En réalité, Penny Dreadful renvoie immédiatement les connaisseurs à une autre oeuvre colossale : La ligue des gentlemans extraordinaires, d'un certain Alan Moore. Il semble même qu'à un certain niveau, John Logan a tenté d'effacer des mémoires la déplorable adaptation cinéma de celle-ci. Une initiative qu'on ne peut que saluer tant le film était une insulte en soi. Pourquoi cette comparaison ? Parce que Penny Dreadful replace des personnages issus de diverses œuvres littéraires dans un même univers. Nous sommes à Londres en 1891. Les rues ne sont plus sûres depuis qu'une série de meurtres particulièrement atroces ont eu lieu.
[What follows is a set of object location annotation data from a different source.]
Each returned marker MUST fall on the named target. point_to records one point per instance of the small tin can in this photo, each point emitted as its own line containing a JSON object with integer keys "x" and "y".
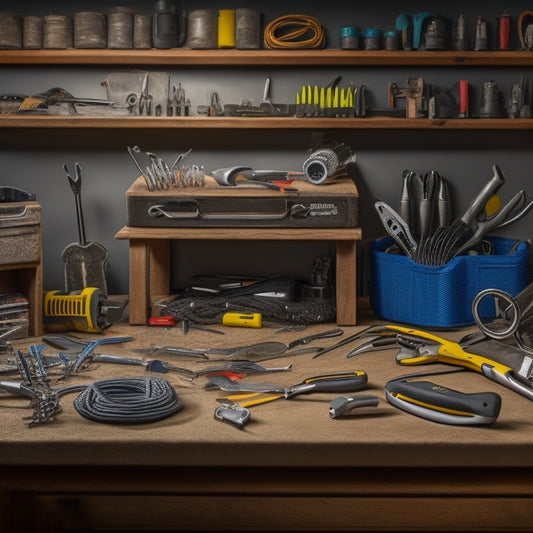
{"x": 90, "y": 30}
{"x": 247, "y": 29}
{"x": 372, "y": 39}
{"x": 58, "y": 32}
{"x": 202, "y": 29}
{"x": 32, "y": 32}
{"x": 350, "y": 38}
{"x": 11, "y": 34}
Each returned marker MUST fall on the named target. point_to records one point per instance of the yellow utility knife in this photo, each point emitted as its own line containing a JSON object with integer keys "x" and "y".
{"x": 440, "y": 350}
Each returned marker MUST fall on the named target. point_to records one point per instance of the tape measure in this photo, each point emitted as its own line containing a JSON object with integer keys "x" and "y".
{"x": 245, "y": 320}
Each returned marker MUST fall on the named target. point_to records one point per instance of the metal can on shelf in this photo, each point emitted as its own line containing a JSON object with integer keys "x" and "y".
{"x": 57, "y": 32}
{"x": 90, "y": 30}
{"x": 142, "y": 31}
{"x": 247, "y": 29}
{"x": 32, "y": 32}
{"x": 372, "y": 39}
{"x": 120, "y": 28}
{"x": 226, "y": 28}
{"x": 202, "y": 29}
{"x": 11, "y": 34}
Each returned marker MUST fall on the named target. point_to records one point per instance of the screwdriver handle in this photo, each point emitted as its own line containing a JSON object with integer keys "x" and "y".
{"x": 343, "y": 382}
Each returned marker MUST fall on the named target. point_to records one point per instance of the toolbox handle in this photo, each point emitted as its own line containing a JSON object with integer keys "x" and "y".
{"x": 12, "y": 213}
{"x": 169, "y": 211}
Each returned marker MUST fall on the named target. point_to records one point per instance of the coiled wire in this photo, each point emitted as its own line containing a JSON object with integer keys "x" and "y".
{"x": 128, "y": 400}
{"x": 294, "y": 31}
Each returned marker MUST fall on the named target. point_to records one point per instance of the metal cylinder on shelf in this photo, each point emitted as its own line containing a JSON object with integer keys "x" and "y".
{"x": 120, "y": 28}
{"x": 58, "y": 32}
{"x": 142, "y": 31}
{"x": 32, "y": 32}
{"x": 247, "y": 29}
{"x": 11, "y": 34}
{"x": 202, "y": 31}
{"x": 90, "y": 30}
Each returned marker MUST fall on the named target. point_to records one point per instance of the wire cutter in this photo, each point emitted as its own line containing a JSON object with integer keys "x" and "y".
{"x": 500, "y": 362}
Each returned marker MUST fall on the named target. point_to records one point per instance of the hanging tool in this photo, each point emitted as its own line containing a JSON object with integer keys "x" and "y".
{"x": 85, "y": 261}
{"x": 501, "y": 316}
{"x": 265, "y": 392}
{"x": 441, "y": 404}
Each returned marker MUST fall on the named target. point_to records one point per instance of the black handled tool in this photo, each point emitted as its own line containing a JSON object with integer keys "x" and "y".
{"x": 260, "y": 393}
{"x": 440, "y": 404}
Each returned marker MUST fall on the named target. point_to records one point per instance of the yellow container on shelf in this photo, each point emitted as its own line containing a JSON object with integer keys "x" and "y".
{"x": 226, "y": 28}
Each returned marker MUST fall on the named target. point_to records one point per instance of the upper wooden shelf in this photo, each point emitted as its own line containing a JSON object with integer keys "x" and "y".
{"x": 263, "y": 123}
{"x": 250, "y": 58}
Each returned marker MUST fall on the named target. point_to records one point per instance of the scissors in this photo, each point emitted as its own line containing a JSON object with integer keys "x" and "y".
{"x": 513, "y": 316}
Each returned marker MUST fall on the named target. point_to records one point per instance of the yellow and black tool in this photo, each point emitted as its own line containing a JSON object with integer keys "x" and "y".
{"x": 244, "y": 320}
{"x": 514, "y": 372}
{"x": 338, "y": 382}
{"x": 87, "y": 310}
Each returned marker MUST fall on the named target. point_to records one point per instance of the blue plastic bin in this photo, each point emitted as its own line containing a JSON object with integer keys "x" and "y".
{"x": 441, "y": 296}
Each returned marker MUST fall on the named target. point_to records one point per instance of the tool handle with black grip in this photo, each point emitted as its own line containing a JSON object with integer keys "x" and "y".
{"x": 341, "y": 382}
{"x": 441, "y": 404}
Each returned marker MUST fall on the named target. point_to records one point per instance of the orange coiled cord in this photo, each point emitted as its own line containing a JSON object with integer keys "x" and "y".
{"x": 294, "y": 31}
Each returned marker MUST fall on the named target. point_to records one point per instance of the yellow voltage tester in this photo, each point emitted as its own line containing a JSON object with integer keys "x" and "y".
{"x": 86, "y": 310}
{"x": 245, "y": 320}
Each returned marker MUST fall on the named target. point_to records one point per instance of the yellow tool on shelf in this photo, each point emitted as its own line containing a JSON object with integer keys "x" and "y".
{"x": 245, "y": 320}
{"x": 86, "y": 310}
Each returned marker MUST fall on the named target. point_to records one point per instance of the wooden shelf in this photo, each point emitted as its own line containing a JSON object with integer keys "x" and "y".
{"x": 263, "y": 123}
{"x": 260, "y": 58}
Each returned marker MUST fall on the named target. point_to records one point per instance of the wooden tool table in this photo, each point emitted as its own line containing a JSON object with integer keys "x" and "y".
{"x": 149, "y": 257}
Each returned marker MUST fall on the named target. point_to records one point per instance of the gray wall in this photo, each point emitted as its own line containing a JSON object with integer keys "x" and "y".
{"x": 465, "y": 159}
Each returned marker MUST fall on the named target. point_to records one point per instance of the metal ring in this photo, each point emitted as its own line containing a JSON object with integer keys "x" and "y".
{"x": 512, "y": 306}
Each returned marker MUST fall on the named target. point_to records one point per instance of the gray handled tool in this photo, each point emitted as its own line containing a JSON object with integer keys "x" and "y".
{"x": 440, "y": 404}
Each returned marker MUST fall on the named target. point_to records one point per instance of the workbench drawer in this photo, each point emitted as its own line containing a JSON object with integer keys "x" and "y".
{"x": 441, "y": 296}
{"x": 20, "y": 232}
Pour y mettre fin, Sir Malcolm, un aristocrate, demande l'aide d'un américain fraîchement débarqué dans le pays, un certain Ethan Chandler. Pour s'assurer de son soutien, il envoie Vanessa Ives, une jeune femme aussi belle que mystérieuse. Leur chemin croisera celui d'un certain Dr Frankestein qui s'entête à vouloir fabriquer un être humain. Seulement voilà, pour retrouver la fille de Sir Malcolm, Mina Harker, ils vont devoir affronter un monde terrifiant où les monstres sont légion.
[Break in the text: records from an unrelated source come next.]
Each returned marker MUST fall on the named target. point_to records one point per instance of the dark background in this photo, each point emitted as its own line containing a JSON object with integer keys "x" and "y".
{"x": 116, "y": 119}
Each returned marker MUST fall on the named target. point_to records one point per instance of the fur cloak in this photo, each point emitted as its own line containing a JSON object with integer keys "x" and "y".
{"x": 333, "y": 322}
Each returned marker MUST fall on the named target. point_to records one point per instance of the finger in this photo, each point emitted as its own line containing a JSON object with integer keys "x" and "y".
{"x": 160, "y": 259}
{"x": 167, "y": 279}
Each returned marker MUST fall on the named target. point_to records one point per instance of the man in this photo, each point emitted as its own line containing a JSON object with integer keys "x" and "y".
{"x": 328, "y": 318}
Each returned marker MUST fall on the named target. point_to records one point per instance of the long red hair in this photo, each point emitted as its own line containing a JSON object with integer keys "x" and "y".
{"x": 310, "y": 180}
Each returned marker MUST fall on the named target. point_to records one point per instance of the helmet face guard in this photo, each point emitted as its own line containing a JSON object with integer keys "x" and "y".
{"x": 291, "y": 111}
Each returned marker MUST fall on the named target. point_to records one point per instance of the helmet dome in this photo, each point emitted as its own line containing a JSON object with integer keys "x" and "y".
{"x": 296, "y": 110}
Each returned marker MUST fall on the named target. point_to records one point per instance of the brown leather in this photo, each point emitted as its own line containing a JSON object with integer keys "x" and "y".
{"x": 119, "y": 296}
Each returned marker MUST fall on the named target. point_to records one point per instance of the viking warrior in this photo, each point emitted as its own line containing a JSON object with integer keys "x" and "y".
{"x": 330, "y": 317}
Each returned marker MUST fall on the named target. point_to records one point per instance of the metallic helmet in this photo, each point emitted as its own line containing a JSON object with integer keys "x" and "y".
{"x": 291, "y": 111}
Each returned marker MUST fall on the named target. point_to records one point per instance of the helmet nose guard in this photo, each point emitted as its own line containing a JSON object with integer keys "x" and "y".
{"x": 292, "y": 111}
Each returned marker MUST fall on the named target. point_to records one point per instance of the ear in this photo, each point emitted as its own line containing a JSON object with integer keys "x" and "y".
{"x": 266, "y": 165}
Convoquant allègrement Bram Stocker (Dracula) ou Mary Shelley (Frankestein), Penny Dreadful fait aussi des choix plus curieux, à commencer par le personnage de Dorian Gray. Incarné à l'écran par le très androgyne Reeve Carney, il s'agit du personnage le plus énigmatique de cette première saison, mais également le plus inutile. C'est bien simple, si l'on enlève toutes ses scènes (ou presque), il n'y a aucune différence. Difficile de comprendre la véritable utilité de Gray dans la première saison, hormis pour faire du remplissage. En effet, cette première saison souffre d'un handicap de taille : sa longueur. Alors même que la série adopte un format court de 8 épisodes, le spectateur a tendance à gentiment s'ennuyer lors de la première partie. Normal ? Peut-être. John Logan installe son univers et ses personnages avec une lenteur assumée. Il nous présente les individus avec une précision d'horloger et se paye le luxe de faire revivre la légende Timothy Dalton à travers le superbe personnage de Sir Malcolm. Les quatre premiers épisodes s'avèrent en effet des épisodes de mise en place de l'intrigue.
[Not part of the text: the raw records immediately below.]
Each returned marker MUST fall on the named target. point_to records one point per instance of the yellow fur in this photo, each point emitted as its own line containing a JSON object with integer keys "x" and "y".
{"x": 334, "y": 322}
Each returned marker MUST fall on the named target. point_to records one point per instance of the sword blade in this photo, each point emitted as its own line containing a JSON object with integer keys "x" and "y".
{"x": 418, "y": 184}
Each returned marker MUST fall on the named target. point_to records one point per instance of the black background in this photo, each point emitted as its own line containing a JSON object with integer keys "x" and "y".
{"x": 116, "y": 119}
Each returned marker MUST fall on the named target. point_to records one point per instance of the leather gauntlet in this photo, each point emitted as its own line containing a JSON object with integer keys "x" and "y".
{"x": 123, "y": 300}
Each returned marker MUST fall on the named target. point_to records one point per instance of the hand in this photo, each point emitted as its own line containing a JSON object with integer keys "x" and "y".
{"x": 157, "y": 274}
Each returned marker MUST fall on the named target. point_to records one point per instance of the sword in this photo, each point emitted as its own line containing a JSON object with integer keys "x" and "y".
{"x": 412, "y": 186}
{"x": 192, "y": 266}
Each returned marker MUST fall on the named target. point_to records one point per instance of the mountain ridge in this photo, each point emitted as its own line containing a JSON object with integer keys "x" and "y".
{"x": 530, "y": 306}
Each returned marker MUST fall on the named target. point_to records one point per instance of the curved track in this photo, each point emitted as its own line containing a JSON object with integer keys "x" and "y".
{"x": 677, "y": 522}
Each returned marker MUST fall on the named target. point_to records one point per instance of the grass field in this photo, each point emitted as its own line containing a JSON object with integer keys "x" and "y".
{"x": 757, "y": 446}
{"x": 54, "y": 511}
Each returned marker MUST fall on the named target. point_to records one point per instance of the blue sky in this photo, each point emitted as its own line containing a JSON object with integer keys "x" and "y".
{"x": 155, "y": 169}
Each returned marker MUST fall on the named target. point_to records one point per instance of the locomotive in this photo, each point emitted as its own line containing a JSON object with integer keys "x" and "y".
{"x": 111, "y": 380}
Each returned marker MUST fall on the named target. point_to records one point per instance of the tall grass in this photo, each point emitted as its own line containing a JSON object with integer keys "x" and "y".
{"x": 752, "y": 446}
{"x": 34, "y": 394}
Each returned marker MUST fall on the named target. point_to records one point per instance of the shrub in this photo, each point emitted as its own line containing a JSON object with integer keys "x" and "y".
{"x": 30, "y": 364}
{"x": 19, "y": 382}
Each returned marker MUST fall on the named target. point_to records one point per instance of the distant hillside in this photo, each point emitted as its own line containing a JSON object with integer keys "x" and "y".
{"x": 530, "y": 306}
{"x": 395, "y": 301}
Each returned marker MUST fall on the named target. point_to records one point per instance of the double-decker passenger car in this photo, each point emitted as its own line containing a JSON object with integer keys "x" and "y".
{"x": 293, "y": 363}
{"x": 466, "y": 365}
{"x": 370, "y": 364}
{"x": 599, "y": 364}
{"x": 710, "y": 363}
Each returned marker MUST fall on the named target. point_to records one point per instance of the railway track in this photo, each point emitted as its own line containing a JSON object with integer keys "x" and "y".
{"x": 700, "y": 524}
On y découvre un univers fantastique avec des vampires et des démons, ainsi qu'un Londres à l'heure victorienne des plus délicieux. L'ambiance sombre et mystérieuse de Penny Dreadful marche très bien à l'écran. Et c'est heureux car il faut bien cela pour tenir face à la lenteur du scénario. Cependant, dès le premier épisode, on comprend que la série va marcher comme une montagne russe. Il faut voir le Dr Frankestein et sa créature découvrir le monde pour appréhender le potentiel de la chose dans le premier épisode (un potentiel gâché par la suite d'ailleurs avec l'arrivée de Clare qui deviendra bien moins intéressant...). En fait, entre l'arc scénaristique consacré à Frankestein et celui de Dorian Gray, Penny Dreadful est sauvé in extremis. Parce qu'au milieu, il y a l'histoire du trio Malcolm-Ives-Chandler. C'est là que se situe le cœur de l'histoire et la véritable force du récit.
Dans cette espèce de suite à Dracula, John Logan imagine la rencontre entre trois superbes personnages. Si l'on ne reviendra pas sur celui de Sir Malcolm, on pourra dire quelques mots sur les deux autres. Respectivement interprétés par Eva Green et Josh Hartnett, Vanessa Ives et Ethan Chandler sont la véritable attraction de cette première saison. Hartnett fait un retour remarqué à côté de Dalton, tout à fait à l'aise dans le rôle de l'américain renfermé Chandler. Mais s'il ne faut retenir qu'une personne de Penny Dreadful, c'est définitivement Eva Green. Au 5ème épisode, John Logan renverse la table et fait quelque chose de terriblement audacieux. Il consacre un épisode entier à un flash-back, en délaissant tous ses personnages à l'exception de Vannesa Ives. C'est à ce moment que Penny Dreadful abat son jeu. Ce splendide épisode d'une heure fait taire toutes les réserves que l'on pouvait avoir jusque là et démontre le potentiel émotionnel de la série, en même temps qu'il lève le voile sur sa véritable dimension horrifique.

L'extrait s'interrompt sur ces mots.